Soixante-dix ans après la guerre, ces combattants d’Hitler sont encore persuadés qu’ils étaient dans leur bon droit, mus par une sorte de légitime défense, aussi aberrant que cela puisse paraître. De bourreaux, ils veulent se faire passer pour des victimes. Des victimes de qui ? Au fil du temps, la liste s’allonge. Bien sûr des Juifs et des communistes dans les années 1930 selon les clichés antisémites et anticommunistes de l’époque, puis des journalistes, des historiens, des démocrates qui, selon eux, ont réécrit l’Histoire.

« Dans le cas de la SS, on extermine tout en estimant défendre sa patrie, son foyer, sa famille, ses enfants », décrypte l’auteur. Il rappelle que le chef de la SS, Heinrich Himmler pensait que si les Juifs n’étaient pas exterminés, ce sont eux qui extermineraient plus tard le peuple allemand ;  il concluait sa démonstration par une interrogation propre à galvaniser ses troupes : « Avons-nous le droit de laisser notre peuple courir ce risque ? »  Dans une interview à la BBC, un ancien SS, Oskar Gröning, un des responsables d’Auschwitz, expliquait il y a quelques années : « Nous étions convaincus -c’était notre vision du monde- que nous, les Allemands, avions été trahis par le monde entier et qu’il y avait une énorme conspiration des Juifs contre nous. »

Fernand Kaisergruber, ancien de la division SS Wallonie.Mais au-delà des raisons idéologiques, Serge de Sampigny montre que l’adhésion à la SS, relevait aussi de raisons plus prosaïques. « A l’époque, appartenir à cette organisation d’élite, c’était faire carrière, réussir sa vie, c’était un facteur de promotion sociale. » Comme l’affirme Fernand Kaisergruber, ancien de la division SS Wallonie : « Entrer à la Waffen-SS, c’était une promotion pour nous. Ne pouvait pas y rentrer n’importe qui. Nous avions un idéal chevaleresque.
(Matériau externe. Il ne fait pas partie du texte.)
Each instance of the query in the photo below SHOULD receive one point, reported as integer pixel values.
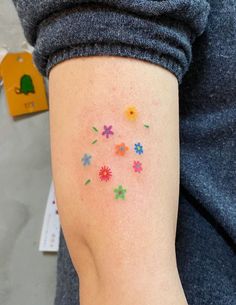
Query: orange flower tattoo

On s’engageait à ramener la victoire, avec la possibilité de donner sa vie. »

Serge de Sampigny est frappé de constater qu’outre le fanatisme idéologique produit par la propagande à laquelle ils étaient nourris depuis leur enfance, « tous m’ont dit leur aspiration à réussir leur vie, à progresser dans la société, à rejoindre l’élite nationale-socialiste, cette nouvelle aristocratie à laquelle l’avenir semblait réservé. » Ils n’ont réussi qu’à semer la mort.